1

Hello a StackOverflow community!

I'm trying to create an inference model for a seq2seq (Encoded-Decoded) model with Attention. It's a definition of the inference model.

model = compile_model(tf.keras.models.load_model(constant.MODEL_PATH, compile=False))

encoder_input = model.input[0]
encoder_output, encoder_h, encoder_c = model.layers[1].output
encoder_state = [encoder_h, encoder_c]
encoder_model = tf.keras.Model(encoder_input, encoder_state)

decoder_input = model.input[1]
decoder = model.layers[3]
decoder_new_h = tf.keras.Input(shape=(n_units,), name='input_3')
decoder_new_c = tf.keras.Input(shape=(n_units,), name='input_4')
decoder_input_initial_state = [decoder_new_h, decoder_new_c]

decoder_output, decoder_h, decoder_c = decoder(decoder_input, initial_state=decoder_input_initial_state)
decoder_output_state = [decoder_h, decoder_c]

# These lines cause an error
context = model.layers[4]([encoder_output, decoder_output])
decoder_combined_context = model.layers[5]([context, decoder_output])
output = model.layers[6](decoder_combined_context)
output = model.layers[7](output)
# end

decoder_model = tf.keras.Model([decoder_input] + decoder_input_initial_state, [output] + decoder_output_state)
return encoder_model, decoder_model

When I run this code the following error is coming.

ValueError: Graph disconnected: cannot obtain value for tensor Tensor("input_5:0", shape=(None, None, 20), dtype=float32) at layer "lstm_4". The following previous layers were accessed without issue: ['lstm_5']

If I exclude an attention block, the model will be form without any errors at all.

model = compile_model(tf.keras.models.load_model(constant.MODEL_PATH, compile=False))

encoder_input = model.input[0]
encoder_output, encoder_h, encoder_c = model.layers[1].output
encoder_state = [encoder_h, encoder_c]
encoder_model = tf.keras.Model(encoder_input, encoder_state)

decoder_input = model.input[1]
decoder = model.layers[3]
decoder_new_h = tf.keras.Input(shape=(n_units,), name='input_3')
decoder_new_c = tf.keras.Input(shape=(n_units,), name='input_4')
decoder_input_initial_state = [decoder_new_h, decoder_new_c]

decoder_output, decoder_h, decoder_c = decoder(decoder_input, initial_state=decoder_input_initial_state)
decoder_output_state = [decoder_h, decoder_c]

# These lines cause an error
# context = model.layers[4]([encoder_output, decoder_output])
# decoder_combined_context = model.layers[5]([context, decoder_output])
# output = model.layers[6](decoder_combined_context)
# output = model.layers[7](output)
# end

decoder_model = tf.keras.Model([decoder_input] + decoder_input_initial_state, [decoder_output] + decoder_output_state)
return encoder_model, decoder_model

1 Answers1

0

I think you also need to take the encoder output as output from the encoder model and then give it as input to the decoder model as the attention part requires it.
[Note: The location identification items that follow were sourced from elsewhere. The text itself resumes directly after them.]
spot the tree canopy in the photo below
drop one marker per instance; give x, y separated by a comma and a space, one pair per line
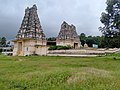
111, 22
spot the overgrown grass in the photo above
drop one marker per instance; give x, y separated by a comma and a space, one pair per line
60, 73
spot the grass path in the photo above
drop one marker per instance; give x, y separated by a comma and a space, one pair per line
59, 73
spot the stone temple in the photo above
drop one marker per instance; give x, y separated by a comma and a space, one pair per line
68, 36
30, 38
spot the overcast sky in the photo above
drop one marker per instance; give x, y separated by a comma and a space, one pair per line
84, 14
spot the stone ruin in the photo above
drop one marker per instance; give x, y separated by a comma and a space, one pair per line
30, 27
68, 36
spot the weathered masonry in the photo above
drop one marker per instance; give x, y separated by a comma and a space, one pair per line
30, 38
68, 36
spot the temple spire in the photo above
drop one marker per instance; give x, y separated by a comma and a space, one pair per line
31, 27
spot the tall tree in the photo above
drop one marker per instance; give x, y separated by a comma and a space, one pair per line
82, 38
3, 41
111, 21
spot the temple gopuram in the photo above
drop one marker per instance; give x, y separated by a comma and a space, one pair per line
68, 36
30, 38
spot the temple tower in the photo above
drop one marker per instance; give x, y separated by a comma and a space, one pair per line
30, 38
68, 36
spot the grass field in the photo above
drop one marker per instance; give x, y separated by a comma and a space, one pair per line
59, 73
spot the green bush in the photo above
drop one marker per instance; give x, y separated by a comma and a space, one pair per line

Maybe this changes could help-

model = compile_model(tf.keras.models.load_model(constant.MODEL_PATH, compile=False))
encoder_input = model.input[0]
encoder_output, encoder_h, encoder_c = model.layers[1].output
encoder_state = [encoder_h, encoder_c]
encoder_model = tf.keras.Model(inputs=[encoder_input],outputs=[encoder_state,encoder_output])

decoder_input = model.input[1]
decoder_input2 = tf.keras.Input(shape=x) #where x is the shape of encoder output
decoder = model.layers[3]
decoder_new_h = tf.keras.Input(shape=(n_units,), name='input_3')
decoder_new_c = tf.keras.Input(shape=(n_units,), name='input_4')
decoder_input_initial_state = [decoder_new_h, decoder_new_c]

decoder_output, decoder_h, decoder_c = decoder(decoder_input, initial_state=decoder_input_initial_state)
decoder_output_state = [decoder_h, decoder_c]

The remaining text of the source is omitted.